Hi Ram,
I suppose you only want to extract the text(header, footer, comments , end
note, etc) and don't care page break.
Please see the sample code.
TextDocument
textdoc=(TextDocument)TextDocument.loadDocument("textExtractor.odt");
EditableTextExtractor extractorD =
EditableTextExtractor.newOdfEditableTextExtractor(textdoc);
String output = extractorD.getText();
System.out.println(output);
This code fragment will return all of the context except header and
footer.For content in footer and header, please reference.

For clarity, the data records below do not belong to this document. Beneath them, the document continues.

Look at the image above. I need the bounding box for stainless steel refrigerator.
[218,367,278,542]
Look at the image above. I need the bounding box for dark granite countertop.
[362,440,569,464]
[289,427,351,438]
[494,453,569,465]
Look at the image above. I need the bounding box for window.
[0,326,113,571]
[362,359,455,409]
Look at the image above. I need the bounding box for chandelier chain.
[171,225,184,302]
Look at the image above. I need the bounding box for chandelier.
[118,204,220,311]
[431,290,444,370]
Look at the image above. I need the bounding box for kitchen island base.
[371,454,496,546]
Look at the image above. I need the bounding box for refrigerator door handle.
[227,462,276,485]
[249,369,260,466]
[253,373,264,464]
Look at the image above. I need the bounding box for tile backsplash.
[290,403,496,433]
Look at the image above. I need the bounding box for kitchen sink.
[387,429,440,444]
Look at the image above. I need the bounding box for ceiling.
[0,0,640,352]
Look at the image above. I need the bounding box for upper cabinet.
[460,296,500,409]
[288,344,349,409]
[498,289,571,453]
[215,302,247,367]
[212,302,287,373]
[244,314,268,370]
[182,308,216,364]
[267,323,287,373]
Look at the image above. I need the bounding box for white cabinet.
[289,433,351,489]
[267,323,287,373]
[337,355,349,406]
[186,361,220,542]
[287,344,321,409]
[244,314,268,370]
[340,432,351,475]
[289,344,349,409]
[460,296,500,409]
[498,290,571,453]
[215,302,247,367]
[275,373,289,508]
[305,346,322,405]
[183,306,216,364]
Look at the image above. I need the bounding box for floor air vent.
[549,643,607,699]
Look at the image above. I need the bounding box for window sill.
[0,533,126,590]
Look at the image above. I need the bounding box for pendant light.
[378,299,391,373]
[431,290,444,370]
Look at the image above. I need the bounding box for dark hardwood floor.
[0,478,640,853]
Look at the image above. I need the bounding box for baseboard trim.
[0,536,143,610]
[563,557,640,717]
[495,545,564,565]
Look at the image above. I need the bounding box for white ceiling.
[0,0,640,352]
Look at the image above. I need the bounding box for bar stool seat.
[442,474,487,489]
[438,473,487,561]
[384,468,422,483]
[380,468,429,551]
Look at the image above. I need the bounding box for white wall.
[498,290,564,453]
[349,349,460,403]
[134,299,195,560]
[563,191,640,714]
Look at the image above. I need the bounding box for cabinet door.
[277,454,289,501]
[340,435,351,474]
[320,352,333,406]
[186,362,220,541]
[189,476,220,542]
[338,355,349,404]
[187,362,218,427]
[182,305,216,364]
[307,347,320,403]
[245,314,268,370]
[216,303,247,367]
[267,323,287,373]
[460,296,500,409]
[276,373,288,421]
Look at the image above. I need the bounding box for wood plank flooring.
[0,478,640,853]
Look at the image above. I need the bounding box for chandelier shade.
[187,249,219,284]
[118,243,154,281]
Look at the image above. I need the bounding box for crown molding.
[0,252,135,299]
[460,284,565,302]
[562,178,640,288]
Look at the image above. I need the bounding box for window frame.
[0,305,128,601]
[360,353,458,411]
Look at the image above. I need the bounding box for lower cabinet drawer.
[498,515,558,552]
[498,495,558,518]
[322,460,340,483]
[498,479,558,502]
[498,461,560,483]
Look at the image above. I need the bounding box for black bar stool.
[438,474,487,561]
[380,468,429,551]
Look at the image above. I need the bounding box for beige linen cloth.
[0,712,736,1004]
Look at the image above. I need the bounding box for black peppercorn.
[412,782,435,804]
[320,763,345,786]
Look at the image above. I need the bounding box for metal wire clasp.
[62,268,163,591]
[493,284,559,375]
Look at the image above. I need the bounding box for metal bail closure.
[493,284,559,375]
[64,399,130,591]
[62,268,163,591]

Header header = textdoc.getHeader();
output =TextExtractor.getText(header.getOdfElement());
System.out.println(output);
Footer footer = textdoc.getFooter();
output =TextExtractor.getText(footer.getOdfElement());
System.out.println(output);
More about TextExtractor, please reference:
http://incubator.apache.org/odftoolkit/simple/document/cookbook/TextExtractor.html#Get%20Text
There is a demo about extracting text:
http://incubator.apache.org/odftoolkit/simple/demo/demo2.html
If you never use Simple API before,please reference this guide:
http://incubator.apache.org/odftoolkit/simple/gettingstartguide.html
2011/9/24 Ram Kane <[email protected]>
> Hi,
>
> I need to extract all text (header, footer, comments, endnote, etc) from an
> ODT document. I need to do it on a page by page basis. I'm aware that ODTs
> are basically structured by paragraphs and headings, but i'd like to know
> if
> there's a way to achieve what i need.
>
> Thanks a lot.
>
--
-Devin